Each scalable unit will consist of 154 nodes, capable of an overall performance of about 50 teraflops (or 50 trillion floating point operations per second), with every 18 nodes connected to a 36-port edge switch, which in turn is connected to core switches. The units are interconnected through the core to create a fabric operating at as fast as 40 gigabits/sec. The concept allows the vendors to build, test and deliver the scalable units that can be quickly put into operation.

“It limits the amount of integration time,” said Joseph Yaworski, QLogic’s director of high-performance computing product and solution marketing.

The ability of the interconnect fabric to scale while maintaining high performance will determine how many units can be effectively deployed in a single system. Larger systems can be more efficient for handling multiple complex capacity computing problems, “but the larger you build, the interconnect starts stretching,” Meisner said.

The InfiniBand architecture used in the QLogic TrueScale interconnect under the original TLCC contract scaled efficiently in the deployment of more than 4,000 nodes at the Lawrence Livermore lab, with latency of 1 to 2 microseconds.

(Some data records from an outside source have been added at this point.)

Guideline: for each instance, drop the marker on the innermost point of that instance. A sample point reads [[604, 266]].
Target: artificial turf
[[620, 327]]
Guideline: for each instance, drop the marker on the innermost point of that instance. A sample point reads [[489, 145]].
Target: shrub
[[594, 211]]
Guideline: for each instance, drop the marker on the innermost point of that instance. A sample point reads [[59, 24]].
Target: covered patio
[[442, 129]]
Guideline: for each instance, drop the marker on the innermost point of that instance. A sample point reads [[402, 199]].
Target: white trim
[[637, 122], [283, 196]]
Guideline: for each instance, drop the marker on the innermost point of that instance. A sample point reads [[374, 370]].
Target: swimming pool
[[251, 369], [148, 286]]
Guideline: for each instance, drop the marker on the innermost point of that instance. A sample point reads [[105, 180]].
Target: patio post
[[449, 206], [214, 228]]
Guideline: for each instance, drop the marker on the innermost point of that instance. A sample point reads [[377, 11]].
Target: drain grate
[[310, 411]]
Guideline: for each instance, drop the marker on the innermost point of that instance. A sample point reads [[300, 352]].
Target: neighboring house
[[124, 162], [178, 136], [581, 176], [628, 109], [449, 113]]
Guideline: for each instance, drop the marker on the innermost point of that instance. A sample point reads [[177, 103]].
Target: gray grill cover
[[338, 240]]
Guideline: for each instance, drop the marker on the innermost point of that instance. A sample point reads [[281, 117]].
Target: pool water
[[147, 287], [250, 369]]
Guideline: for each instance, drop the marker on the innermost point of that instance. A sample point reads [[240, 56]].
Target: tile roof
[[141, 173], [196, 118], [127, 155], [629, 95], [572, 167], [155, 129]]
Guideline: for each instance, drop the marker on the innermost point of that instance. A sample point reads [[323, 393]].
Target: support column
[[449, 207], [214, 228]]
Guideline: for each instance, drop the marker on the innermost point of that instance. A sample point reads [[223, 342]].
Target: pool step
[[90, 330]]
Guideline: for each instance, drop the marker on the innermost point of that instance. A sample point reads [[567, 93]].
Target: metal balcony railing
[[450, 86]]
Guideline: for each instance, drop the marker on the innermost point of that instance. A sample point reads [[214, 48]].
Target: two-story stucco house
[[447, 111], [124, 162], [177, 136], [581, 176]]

The computing environment on capability supercomputers typically is specialized and proprietary, Hoang said. Capacity computers have a different set of user tools and software, in this case based on Linux. “That’s why you have different investments for the capability and capacity systems,” she said.

Using the scalable unit model, it takes only a few weeks to get a capacity system up and running, compared with the months needed to bring a capability computer up to speed. This speed, along with a common operating environment being established through the tri-labs program, will make it easier to shift work among the labs and allow them to back each other up in the event of disruptions.